Recently, I took advantage of a special FAM trip to Nantucket sponsored by the Steamship Authority, which offers fast ferry service to the island. The day dawned bright and sunny, but unseasonably cool for spring on Cape Cod and with the threat of afternoon showers. Undaunted, I grabbed my windbreaker and headed down Route 6A, the Old King’s Highway, to pick up my friends Helen and Mary for our date with the 11:00 AM fast ferry.

Nantucket, many say, is a state of mind, and having lived there briefly between college graduation and my first teaching position many years ago, I must concur. There is something about the light, the rustle of leaves against the cobblestones, and the wind that whips the sails in the boat basin that envelopes your soul in a dreamlike reverie. It haunts you when you leave and embraces you when you return, as you undoubtedly will after your first visit.

The name, of Native American origin, means faraway island, and so it is, yet still readily accessible, so that even a daytrip is worthwhile. The trip from Hyannis is a little more than an hour by high-speed ferry and only 15 minutes by air. I particularly enjoy arriving by ferry and seeing the whole town come into view as the vessel rounds the lighthouse at Brant Point and enters the harbor. At approximately 3.5 miles deep and 14 miles wide, the island is smaller than Martha’s Vineyard and just a bit larger than Manhattan. More than 12,000 acres (almost 40 percent of the island) are protected from development, which is a fact that is much appreciated by the nearly 7,000 year-round inhabitants. When the “summer folk” arrive after Memorial Day the population swells to more than 50,000.

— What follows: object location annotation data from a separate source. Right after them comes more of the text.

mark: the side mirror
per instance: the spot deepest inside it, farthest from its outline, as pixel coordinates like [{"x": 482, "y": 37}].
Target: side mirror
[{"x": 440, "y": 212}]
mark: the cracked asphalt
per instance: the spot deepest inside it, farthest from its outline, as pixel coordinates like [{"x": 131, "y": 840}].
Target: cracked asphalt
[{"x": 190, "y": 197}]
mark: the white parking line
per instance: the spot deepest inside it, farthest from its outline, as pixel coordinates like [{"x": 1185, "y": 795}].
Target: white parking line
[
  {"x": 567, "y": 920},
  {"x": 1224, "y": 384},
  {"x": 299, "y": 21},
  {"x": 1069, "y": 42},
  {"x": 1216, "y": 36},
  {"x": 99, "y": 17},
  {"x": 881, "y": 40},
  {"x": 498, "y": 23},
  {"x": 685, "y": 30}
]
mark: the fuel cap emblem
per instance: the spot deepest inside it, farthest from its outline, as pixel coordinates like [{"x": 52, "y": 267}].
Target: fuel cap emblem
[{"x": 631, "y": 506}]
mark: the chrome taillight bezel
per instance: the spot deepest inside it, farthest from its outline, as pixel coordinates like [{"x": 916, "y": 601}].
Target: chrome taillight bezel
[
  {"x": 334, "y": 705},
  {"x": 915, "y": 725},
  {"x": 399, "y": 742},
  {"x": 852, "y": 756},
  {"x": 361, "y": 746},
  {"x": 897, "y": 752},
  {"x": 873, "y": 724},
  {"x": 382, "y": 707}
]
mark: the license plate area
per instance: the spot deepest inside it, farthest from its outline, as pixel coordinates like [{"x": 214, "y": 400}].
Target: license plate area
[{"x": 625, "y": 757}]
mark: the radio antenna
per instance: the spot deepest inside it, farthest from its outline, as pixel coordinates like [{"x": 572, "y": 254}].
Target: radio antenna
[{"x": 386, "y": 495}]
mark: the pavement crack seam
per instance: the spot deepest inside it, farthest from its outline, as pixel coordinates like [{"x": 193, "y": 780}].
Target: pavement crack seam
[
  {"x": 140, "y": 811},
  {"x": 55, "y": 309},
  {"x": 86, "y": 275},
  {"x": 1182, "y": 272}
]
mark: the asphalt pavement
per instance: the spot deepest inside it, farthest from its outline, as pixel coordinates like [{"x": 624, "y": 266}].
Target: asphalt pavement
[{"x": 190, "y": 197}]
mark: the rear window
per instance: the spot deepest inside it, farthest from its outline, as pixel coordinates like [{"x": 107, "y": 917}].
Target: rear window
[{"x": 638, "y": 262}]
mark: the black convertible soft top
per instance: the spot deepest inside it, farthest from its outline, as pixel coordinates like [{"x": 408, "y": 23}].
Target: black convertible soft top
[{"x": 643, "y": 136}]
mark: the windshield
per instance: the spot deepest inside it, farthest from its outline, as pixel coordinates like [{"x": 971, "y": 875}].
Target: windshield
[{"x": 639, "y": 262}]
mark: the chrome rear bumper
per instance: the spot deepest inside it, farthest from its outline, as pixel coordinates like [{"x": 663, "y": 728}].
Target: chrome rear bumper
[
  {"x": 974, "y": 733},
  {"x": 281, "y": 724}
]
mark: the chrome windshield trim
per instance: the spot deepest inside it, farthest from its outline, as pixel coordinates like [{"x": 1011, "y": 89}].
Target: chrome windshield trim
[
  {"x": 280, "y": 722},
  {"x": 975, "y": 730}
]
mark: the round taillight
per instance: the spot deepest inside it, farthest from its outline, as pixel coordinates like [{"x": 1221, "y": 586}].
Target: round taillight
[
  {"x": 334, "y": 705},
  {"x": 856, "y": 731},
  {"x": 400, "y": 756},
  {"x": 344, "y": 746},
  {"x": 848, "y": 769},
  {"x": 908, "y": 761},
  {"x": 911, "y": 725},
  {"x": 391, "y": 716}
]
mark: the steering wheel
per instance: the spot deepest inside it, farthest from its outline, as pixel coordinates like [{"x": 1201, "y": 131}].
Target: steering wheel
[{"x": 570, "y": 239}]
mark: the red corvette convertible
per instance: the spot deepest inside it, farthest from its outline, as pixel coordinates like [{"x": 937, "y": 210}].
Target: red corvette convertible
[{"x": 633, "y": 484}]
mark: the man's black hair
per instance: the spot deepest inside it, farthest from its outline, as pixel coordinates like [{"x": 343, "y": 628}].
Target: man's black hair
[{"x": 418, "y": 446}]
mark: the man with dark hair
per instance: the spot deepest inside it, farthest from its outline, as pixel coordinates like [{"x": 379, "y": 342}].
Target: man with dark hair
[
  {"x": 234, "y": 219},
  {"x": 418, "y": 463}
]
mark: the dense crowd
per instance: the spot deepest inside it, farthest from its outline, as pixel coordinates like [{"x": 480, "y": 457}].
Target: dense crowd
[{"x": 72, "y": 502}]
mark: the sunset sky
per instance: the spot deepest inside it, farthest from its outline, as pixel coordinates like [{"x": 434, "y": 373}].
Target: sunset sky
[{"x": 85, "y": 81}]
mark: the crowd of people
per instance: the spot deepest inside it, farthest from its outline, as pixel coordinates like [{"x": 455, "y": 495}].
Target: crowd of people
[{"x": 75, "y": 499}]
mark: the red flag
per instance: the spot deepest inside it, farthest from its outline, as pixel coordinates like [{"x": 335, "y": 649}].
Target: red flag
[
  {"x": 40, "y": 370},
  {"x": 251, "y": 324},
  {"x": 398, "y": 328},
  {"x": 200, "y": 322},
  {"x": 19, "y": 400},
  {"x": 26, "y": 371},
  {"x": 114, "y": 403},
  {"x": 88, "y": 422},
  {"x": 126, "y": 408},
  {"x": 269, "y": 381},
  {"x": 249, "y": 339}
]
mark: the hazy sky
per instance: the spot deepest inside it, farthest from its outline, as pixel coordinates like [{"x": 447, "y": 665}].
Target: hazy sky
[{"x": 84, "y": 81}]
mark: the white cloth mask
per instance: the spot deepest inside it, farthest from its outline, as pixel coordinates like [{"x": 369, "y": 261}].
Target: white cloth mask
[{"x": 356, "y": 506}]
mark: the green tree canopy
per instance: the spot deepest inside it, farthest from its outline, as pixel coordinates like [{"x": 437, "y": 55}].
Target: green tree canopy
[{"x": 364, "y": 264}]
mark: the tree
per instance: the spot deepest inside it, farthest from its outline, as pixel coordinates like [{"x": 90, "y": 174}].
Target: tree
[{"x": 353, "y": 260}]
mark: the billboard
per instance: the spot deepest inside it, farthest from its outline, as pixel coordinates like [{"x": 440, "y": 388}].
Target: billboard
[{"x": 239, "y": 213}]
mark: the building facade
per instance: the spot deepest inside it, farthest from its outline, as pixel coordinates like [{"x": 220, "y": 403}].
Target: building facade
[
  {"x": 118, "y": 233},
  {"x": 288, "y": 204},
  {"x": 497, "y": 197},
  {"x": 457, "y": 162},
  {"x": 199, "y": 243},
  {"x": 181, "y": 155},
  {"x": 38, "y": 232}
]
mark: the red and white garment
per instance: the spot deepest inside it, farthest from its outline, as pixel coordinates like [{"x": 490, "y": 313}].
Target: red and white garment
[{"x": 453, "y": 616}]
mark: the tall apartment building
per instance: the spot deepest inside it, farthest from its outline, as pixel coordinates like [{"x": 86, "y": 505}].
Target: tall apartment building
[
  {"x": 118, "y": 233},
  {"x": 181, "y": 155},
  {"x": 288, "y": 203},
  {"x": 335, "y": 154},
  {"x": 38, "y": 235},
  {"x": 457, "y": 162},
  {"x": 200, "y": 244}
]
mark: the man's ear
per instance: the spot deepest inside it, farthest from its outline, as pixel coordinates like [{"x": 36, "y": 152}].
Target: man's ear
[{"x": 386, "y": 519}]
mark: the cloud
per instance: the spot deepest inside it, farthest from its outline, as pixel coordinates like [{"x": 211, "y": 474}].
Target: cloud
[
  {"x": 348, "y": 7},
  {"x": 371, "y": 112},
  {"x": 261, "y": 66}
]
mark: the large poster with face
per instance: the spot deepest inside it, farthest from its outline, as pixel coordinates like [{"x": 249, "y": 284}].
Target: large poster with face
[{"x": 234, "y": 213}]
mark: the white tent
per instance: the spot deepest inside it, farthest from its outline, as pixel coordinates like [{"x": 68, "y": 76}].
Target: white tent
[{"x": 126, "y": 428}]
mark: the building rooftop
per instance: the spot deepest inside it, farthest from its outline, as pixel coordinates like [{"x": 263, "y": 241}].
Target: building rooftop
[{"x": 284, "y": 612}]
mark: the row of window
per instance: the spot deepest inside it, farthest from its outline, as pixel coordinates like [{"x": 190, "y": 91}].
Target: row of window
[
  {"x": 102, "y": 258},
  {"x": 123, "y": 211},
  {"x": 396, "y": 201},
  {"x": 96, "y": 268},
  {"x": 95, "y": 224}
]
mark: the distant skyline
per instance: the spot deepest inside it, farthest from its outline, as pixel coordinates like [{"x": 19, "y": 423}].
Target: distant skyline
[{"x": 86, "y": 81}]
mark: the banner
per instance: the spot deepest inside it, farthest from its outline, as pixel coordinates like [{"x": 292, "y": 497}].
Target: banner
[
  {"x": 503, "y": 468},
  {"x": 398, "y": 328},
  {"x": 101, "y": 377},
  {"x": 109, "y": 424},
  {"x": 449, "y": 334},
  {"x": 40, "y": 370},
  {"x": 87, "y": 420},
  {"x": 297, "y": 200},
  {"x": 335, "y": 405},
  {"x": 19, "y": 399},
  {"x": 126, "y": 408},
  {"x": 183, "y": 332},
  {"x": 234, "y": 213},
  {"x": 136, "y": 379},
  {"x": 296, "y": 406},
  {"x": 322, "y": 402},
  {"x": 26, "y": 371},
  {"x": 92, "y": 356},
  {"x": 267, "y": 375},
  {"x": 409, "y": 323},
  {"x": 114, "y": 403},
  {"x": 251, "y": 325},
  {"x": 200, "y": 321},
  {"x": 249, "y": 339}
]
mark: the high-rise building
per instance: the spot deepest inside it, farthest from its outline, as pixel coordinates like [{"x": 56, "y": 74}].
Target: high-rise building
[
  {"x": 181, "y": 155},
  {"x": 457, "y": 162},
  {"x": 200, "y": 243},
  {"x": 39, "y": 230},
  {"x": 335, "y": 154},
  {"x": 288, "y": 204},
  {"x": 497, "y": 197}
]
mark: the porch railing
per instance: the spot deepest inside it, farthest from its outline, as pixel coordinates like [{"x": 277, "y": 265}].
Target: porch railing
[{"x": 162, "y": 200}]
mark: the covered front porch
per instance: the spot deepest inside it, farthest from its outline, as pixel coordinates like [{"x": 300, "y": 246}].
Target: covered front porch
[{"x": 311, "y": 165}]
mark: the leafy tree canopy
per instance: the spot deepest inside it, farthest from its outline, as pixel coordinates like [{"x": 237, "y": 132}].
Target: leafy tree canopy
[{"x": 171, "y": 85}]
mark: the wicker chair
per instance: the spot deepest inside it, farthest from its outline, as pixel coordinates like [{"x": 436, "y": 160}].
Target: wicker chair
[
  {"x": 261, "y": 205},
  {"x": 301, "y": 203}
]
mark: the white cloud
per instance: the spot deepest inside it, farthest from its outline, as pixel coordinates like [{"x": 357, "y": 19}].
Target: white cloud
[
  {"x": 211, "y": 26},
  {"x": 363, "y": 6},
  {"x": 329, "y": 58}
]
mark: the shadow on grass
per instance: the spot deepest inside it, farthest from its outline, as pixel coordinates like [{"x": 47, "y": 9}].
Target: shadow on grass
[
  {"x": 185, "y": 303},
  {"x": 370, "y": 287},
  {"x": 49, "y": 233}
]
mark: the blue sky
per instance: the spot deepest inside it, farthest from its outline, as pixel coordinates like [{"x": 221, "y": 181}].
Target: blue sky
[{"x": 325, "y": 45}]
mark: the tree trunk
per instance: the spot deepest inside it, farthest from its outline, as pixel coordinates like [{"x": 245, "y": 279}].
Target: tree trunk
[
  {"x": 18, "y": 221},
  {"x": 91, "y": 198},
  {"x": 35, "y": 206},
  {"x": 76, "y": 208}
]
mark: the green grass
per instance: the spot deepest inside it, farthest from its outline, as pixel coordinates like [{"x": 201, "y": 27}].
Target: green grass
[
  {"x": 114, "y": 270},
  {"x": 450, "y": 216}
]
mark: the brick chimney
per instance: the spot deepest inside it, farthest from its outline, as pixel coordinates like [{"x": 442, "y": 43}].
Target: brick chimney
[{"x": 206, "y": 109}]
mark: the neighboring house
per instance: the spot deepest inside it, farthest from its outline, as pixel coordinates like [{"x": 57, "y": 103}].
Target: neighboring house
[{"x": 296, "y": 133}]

It was smooth sailing across the Atlantic to Nantucket Town, where we were greeted by Chester Barrett, a native islander with a gift for gab. Chester is a septuagenarian character with a New England twang and a fondness for his ancestral home that is infectious. He took us around the island in his comfortable 30-passenger tour bus and regaled us with humorous anecdotes about windmills, cranberry bogs, and whaling captains in a delightful 90-minute circumnavigation of the “Gray Lady”, Nantucket’s nickname.

After our tour, we walked the cobbled streets of downtown Nantucket, admiring the storefronts and serene nature of this fabled island situated just 30 miles offshore. A few hardy local proprietors were readying their shops in anticipation of the hustle bustle that the upcoming “season” will bring.

Nantucket is the only place in the United States that is a town, a county, and an island, and in its entirety, both a State Historic District and a National Historic Landmark. It is a place where nearly half the land is held in conservation, and there are no stoplights, shopping malls, or fast-food franchises. Instead, there are cobblestoned streets and brick

walkways where locals stop to chat and everyone seems to know your name. It doesn’t take long to feel at home here.

Sadly, our day came to an end much as it began, with a trip aboard the MV Iyanough.  But, I am hopeful as the ferry rounds Brant Point on the return to “America”, as Chester referred to the land across the sound. Hopeful that the daffodils waving their lovely heads signal the advent of spring; that the contentment I feel from a day well spent will endure; and that Nantucket will be waiting for me whenever I am able to return.